Emergency Department Treatment

  • Oxygen
    • Keep O2 saturation >90%
    • Clinicians may choose not to use continuous pulse oximetry (weak recommendation due to low-level evidence and reasoning)1
  • Fluids
    • IV or NG administration of fluids to combat dehydration, until respiratory distress and tachypnea resolve.
  • Suctioning
    • Routine use of “deep” suctioning may not be beneficial and may be harmful.1
    • Nasal suction should be used to help infants with respiratory distress, poor feeding or sleeping.
  • Bronchodilators1,25,26
    • Generally nor recommended for routine use.
    • May trial in infants with:
    • Severe bronchiolitis (these were excluded in the studies).
    • History of prior wheezing.
    • Family history of atopy/asthma in an older infant.
  • Anticholinergic Agents (ipratropium bromide)
    • No evidence for improvement in bronchiolitis.31-34
  • Corticosteroids
    • AAP1, Cochrane Review27, and PECARN28 study all recommend against, finding no evidence for improvement.
    • One small study (70 patients) found a benefit utilising 1 mg/kg oral dexamethasone followed by 0.6 mg/kg daily for 5 days. However, the study limited by size and increased prevalence of family history of atopy.
    • Recommendations remain against use in first time wheezers with bronchiolitis.
  • Racemic Epinephrine
    • Not recommended1. Further study needed.

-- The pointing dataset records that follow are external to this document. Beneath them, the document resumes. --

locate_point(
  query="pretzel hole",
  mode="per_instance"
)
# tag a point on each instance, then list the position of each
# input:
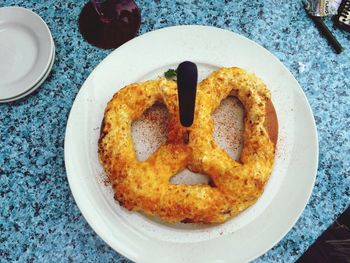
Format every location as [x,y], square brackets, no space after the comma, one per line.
[229,126]
[188,177]
[149,132]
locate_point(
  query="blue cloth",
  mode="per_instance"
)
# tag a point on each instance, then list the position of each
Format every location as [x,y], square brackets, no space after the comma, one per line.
[39,220]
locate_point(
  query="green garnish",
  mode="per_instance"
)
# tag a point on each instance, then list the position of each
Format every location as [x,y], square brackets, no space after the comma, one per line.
[170,74]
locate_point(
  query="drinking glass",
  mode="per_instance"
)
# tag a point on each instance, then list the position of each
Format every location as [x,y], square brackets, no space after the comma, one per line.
[109,23]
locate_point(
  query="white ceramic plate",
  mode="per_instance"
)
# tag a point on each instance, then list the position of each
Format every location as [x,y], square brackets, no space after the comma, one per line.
[242,238]
[37,85]
[26,48]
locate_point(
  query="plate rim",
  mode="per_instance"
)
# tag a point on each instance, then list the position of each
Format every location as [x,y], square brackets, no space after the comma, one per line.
[51,48]
[36,85]
[314,132]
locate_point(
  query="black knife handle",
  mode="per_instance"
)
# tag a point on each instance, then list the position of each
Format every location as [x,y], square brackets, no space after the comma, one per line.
[187,77]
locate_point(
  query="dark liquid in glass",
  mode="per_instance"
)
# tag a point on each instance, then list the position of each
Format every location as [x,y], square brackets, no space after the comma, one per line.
[111,23]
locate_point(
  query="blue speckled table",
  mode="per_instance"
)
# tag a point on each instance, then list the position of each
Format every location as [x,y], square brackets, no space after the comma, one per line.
[39,220]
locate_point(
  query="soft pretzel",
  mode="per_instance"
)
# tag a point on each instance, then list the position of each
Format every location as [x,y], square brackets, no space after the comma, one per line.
[144,185]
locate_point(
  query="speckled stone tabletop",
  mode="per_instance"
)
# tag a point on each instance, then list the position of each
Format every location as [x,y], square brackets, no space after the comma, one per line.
[39,220]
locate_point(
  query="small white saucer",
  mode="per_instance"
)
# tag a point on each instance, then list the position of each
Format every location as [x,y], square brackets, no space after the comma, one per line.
[26,48]
[36,86]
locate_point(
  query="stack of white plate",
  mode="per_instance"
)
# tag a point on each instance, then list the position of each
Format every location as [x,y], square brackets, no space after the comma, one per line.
[27,52]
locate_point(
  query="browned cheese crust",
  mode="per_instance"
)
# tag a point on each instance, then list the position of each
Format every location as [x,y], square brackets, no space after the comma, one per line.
[144,185]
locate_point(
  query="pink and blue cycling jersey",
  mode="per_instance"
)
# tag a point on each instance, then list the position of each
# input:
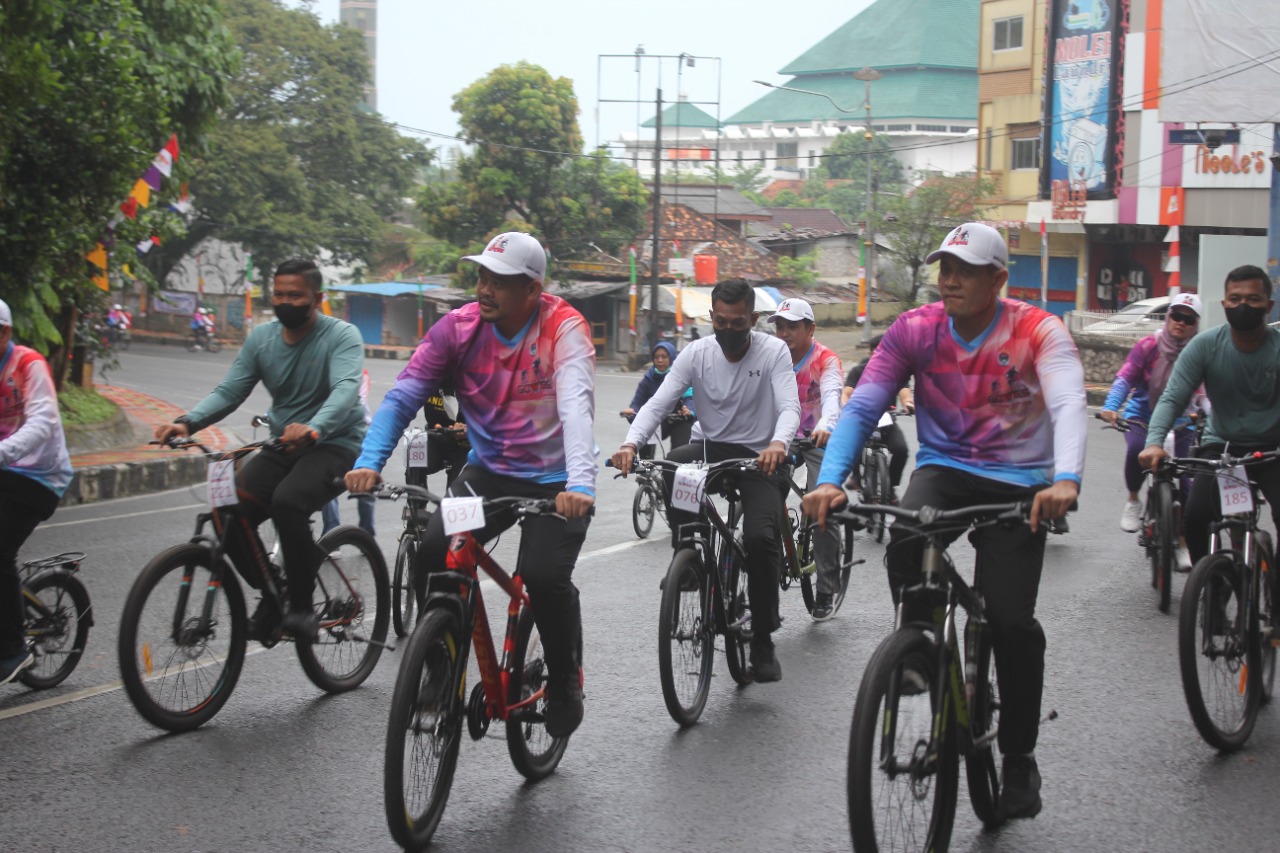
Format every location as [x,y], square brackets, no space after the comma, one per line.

  • Racemic Epinephrine + Oral Dexamethasone
    • Pediatric Emergency Research Canada trial at 8 Canadian pediatric EDs involving 800 infants aged 6 weeks to 12 months with bronchiolitis found that the epinephrine-dexamethasone group had a lower admission rate over 7 days than the placebo group (17.1% vs 26.4%). This was not statistically significant. Further study needed. 30
  • Hypertonic Saline
    • AAP guidelines do not recommend use in the ED but note clinicians may utilize it in the inpatient setting. 1
    • Cochrane reviews in 2013 and 2017 found some inpatient benefit, but a conflicting publication found it may worsen cough.35-37
  • High Flow Nasal Cannula (HFNC)
    • Several small pediatric ICU studies show a benefit in severe cases. No large ED randomized trials exist, to date.
    • Study protocols included weight based or age based flow rates.
  • Nasal CPAP
    • Shows benefit in pediatric ICU settings. Evidence vs HFNC is limited.


  • Consider admission if any of the following are present:
    • Risk for apnea
    • Risk for severe bronchiolitis
    • Respiratory distress, particularly if it interferes with feeding
    • Hypoxia (oxygen saturation ≤ 90%)
    • Decreased feeding and/or dehydration
    • An unreliable caregiver (ie, unable to ensure patient care and appropriate 24-hour follow-up)
  • All patients with severe bronchiolitis should be admitted.